Le concours Roellinger met les cuisiniers sur la voie de la pêche durable

« Nous demandons aux candidats non seulement d’être bons techniquement mais aussi d’avoir une démarche de citoyens », résume le restaurateur basé à Cancale (Ile-et-Vilaine).

Pour lui, « la mer est le garde-manger de l’humanité, préserver ses ressources est une priorité »: une tâche que la politique européenne de la pêche n’a pas bien rempli jusqu’ici, de nombreuses espèces étant surexploitées. C’est le cas de près de 40% des stocks en Atlantique nord-est et près de 90% en Méditerranée.

Pourtant, certaines espèces en bon état sont moins demandées, voir écartées des menus, alors qu’ils ont des qualités gustatives. « Les Japonais considèrent le chinchard comme le meilleur poisson crû, alors que nous le dédaignons », insiste Olivier Roellinger.

D’où l’idée de l’ONG SeaWeb de sensibiliser les professionnels, bien au delà des pêcheurs: rencontres avec mareyeurs, distributeurs et restaurateurs et diffusion, notamment par internet, d’un « guide des espèces », véritable bible sur l’état des espèces confectionnée avec des scientifiques. « Nous travaillons avec certains chefs mais aussi avec des écoles de formation où l’accueil a été particulièrement chaleureux chez les jeunes, si bien que cela a débouché sur le concours », raconte Elisabeth Vallet, directrice de SeaWeb Europe.

Pour la 3e édition, une dizaine de candidats de moins de 25 ans en formation (du CAP au BTS) vont s’affronter à Dinard (Ile-et-Vilaine) le 2 avril, dans les locaux du lycée hôtelier, et une dizaine de restaurateurs actifs de moins de 35 ans se mesureront à Paris, le 7 avril, dans les murs de l’école Ferrandi.

Les candidats peuvent venir de toute la France, mais ont été sélectionnés sur dossier et ont dû expliqué le choix des produits qu’ils voulaient cuisiner le jour « J »: lieux et techniques de pêche, état des stocks, âge de reproduction, taille adulte, etc.

L’épreuve consiste à préparer un plat gastronomique et, avec le même poisson, une recette plus familiale.

– Le cabillaud victime de son succès –

Emballé par ce concours d’un genre nouveau, qui va s’exporter en Espagne, Olivier Roellinger a accepté de lui donner son nom. En 2009, il avait obtenu que les quelque 500 chefs du réseau international Relais et Châteaux adoptent une charte en faveur de la pêche durable, excluant notamment le thon rouge.

Lors d’une récente rencontre avec la presse, il a expliqué son engagement. « En 30 ans, je me suis aperçu d’un appauvrissement du choix sur les criées: Saint-Pierre, turbots et barbues sont plus difficiles à trouver, surtout les grosses pièces ».

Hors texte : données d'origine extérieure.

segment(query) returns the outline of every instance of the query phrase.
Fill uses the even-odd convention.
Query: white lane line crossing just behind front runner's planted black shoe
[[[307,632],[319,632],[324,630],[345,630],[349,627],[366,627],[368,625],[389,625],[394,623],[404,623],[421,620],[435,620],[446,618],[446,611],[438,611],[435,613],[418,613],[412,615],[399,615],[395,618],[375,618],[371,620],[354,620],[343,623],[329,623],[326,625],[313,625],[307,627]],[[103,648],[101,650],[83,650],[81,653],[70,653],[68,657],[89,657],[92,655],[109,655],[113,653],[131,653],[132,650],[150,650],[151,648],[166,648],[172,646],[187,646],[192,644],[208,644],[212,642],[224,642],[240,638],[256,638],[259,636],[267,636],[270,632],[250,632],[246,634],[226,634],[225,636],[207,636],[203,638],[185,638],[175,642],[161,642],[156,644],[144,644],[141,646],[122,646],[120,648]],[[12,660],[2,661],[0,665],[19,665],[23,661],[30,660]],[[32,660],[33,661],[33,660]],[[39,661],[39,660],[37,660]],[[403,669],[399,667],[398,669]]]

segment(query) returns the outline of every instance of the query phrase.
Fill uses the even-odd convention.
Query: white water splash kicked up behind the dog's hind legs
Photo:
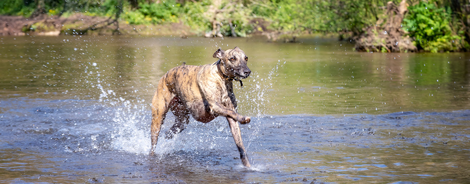
[[[126,151],[135,154],[147,154],[150,150],[149,135],[149,114],[150,109],[145,105],[145,100],[140,97],[139,90],[126,91],[119,93],[111,88],[106,78],[100,74],[100,65],[89,63],[85,70],[86,83],[97,89],[97,101],[95,106],[102,106],[101,123],[109,124],[111,130],[102,132],[106,135],[92,135],[91,147],[96,147],[98,136],[107,137],[110,141],[110,147],[118,151]],[[135,97],[132,100],[126,99],[126,96]],[[92,107],[94,109],[95,107]],[[93,113],[93,112],[92,112]],[[106,128],[108,129],[108,128]]]

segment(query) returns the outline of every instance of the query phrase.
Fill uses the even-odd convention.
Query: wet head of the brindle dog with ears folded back
[[[246,66],[248,57],[238,47],[226,51],[219,49],[212,57],[220,59],[228,76],[246,78],[251,74],[251,70]]]

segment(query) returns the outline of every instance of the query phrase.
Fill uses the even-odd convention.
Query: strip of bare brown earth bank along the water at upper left
[[[59,35],[155,35],[188,37],[190,28],[181,23],[130,25],[109,17],[80,13],[69,17],[41,15],[34,18],[0,15],[0,36]]]

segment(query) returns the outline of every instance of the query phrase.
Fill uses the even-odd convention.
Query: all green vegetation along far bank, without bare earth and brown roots
[[[105,17],[123,30],[179,25],[181,35],[247,37],[338,34],[354,42],[386,18],[387,0],[3,0],[0,14]],[[399,0],[392,0],[395,4]],[[419,50],[470,50],[470,2],[407,0],[401,25]],[[112,23],[111,23],[112,22]],[[173,26],[174,27],[174,26]],[[161,30],[160,28],[160,30]],[[116,27],[114,29],[117,29]],[[137,32],[139,29],[137,29]],[[174,32],[168,29],[169,32]],[[93,31],[93,30],[87,30]],[[122,31],[121,31],[122,32]],[[282,39],[284,40],[284,39]],[[292,39],[291,39],[292,41]]]

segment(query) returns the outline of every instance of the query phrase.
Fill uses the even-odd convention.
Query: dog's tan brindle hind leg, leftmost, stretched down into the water
[[[164,77],[162,77],[158,82],[157,91],[152,99],[152,125],[150,127],[150,139],[152,145],[150,148],[150,155],[154,154],[161,126],[165,120],[166,113],[168,112],[171,99],[174,97],[175,95],[170,92],[164,82]]]

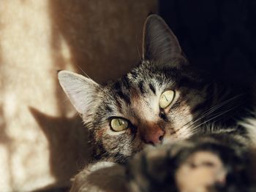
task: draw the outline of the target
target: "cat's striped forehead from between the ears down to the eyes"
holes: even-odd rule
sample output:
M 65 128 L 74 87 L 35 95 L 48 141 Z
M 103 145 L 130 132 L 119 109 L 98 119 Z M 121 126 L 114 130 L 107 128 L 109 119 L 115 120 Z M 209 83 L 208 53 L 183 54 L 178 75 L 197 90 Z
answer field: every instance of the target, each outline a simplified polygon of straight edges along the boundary
M 170 74 L 170 71 L 169 71 Z M 159 113 L 159 97 L 165 90 L 176 86 L 175 77 L 167 77 L 165 72 L 148 67 L 138 67 L 110 83 L 105 99 L 110 101 L 111 115 L 138 117 L 154 120 Z

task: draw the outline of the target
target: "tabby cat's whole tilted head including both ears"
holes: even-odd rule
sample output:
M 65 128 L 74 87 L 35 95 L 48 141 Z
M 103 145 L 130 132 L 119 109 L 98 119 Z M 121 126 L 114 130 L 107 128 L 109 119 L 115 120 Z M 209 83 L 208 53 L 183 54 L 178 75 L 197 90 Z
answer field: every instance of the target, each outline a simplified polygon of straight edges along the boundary
M 92 131 L 97 154 L 114 161 L 146 145 L 189 137 L 207 92 L 157 15 L 149 16 L 144 26 L 142 63 L 121 79 L 102 86 L 61 71 L 59 81 Z

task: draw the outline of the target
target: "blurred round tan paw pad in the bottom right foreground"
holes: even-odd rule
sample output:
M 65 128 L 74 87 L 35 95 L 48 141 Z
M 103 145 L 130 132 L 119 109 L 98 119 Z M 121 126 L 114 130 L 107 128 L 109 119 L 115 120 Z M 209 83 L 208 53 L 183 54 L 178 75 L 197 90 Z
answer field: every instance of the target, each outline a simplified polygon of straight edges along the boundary
M 197 151 L 178 167 L 175 174 L 179 191 L 205 192 L 211 186 L 224 186 L 227 169 L 218 155 Z

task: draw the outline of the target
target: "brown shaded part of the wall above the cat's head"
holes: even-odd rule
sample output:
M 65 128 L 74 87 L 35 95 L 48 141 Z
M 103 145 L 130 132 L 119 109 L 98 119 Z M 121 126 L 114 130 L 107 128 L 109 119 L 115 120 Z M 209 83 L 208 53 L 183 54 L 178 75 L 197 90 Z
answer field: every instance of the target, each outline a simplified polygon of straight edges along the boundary
M 143 21 L 148 12 L 156 10 L 154 1 L 57 0 L 49 3 L 53 58 L 59 67 L 64 67 L 58 53 L 61 41 L 69 46 L 70 63 L 75 68 L 80 66 L 97 82 L 116 79 L 140 61 L 137 46 L 141 47 Z

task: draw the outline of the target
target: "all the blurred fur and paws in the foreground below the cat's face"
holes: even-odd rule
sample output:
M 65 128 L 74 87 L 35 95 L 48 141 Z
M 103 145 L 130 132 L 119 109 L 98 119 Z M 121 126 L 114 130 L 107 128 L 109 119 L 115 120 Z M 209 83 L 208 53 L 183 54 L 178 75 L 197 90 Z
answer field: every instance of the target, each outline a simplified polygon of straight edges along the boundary
M 256 118 L 241 123 L 256 128 Z M 71 191 L 255 191 L 255 136 L 209 134 L 148 147 L 126 164 L 88 166 Z

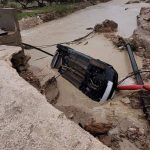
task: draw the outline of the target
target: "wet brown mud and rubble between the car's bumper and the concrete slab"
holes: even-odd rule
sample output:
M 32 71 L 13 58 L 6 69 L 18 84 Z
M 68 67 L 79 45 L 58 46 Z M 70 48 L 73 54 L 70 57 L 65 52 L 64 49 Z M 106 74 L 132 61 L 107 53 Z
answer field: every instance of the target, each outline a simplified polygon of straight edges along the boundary
M 148 146 L 149 127 L 141 109 L 131 109 L 127 104 L 117 101 L 98 107 L 96 110 L 77 106 L 57 106 L 72 121 L 79 124 L 102 143 L 113 150 L 124 150 L 128 145 L 138 149 Z M 138 115 L 135 115 L 135 111 Z M 128 117 L 126 117 L 128 116 Z M 129 149 L 131 149 L 129 147 Z

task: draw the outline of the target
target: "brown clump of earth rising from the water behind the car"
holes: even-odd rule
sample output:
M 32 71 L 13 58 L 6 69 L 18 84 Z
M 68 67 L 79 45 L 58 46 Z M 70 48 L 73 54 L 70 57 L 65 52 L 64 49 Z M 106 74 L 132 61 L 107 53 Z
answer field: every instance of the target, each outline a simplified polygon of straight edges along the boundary
M 117 28 L 118 24 L 116 22 L 106 19 L 102 24 L 96 24 L 94 31 L 97 33 L 116 32 Z

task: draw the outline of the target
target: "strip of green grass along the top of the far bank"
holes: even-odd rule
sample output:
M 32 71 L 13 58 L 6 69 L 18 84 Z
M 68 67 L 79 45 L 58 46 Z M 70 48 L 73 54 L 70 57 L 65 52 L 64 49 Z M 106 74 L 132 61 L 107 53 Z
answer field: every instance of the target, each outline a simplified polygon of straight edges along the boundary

Parallèlement, les Français mettent toujours plus de poisson dans leurs assiettes: de 20 kg dans les années 60, la consommation annuelle est passée à 34 kg aujourd’hui. « Et plus on monte dans les étoiles, plus le poisson est présent », relève Olivier Roellinger.

Pour éviter que des espèces disparaissent – comme cela a été le cas du cabillaud au large du Canada – le chef breton est convaincu du « rôle déterminant » des professionnels, « très prescripteurs en matière de produits de la mer car 50% du poisson est consommé hors foyer ».

Et, poursuit l’ex-trois étoiles au guide Michelin, les goûts ne sont pas figés.

La preuve: « Il y a une vingtaine d’années, Joël Robuchon a mis en avant le cabillaud et l’a fait entrer dans la cour des grands, comme la sole ou le turbot », raconte-t-il. Si bien qu’aujourd’hui, le cabillaud est victime de son succès et la plupart des stocks sont surexploités.

« Le lieu jaune est tout aussi savoureux », rebondit Olivier Roellinger, également grand défenseur du maquereau, « un poisson délicieux sous toutes les formes: crû, grillé, au four, entier ou en filet ».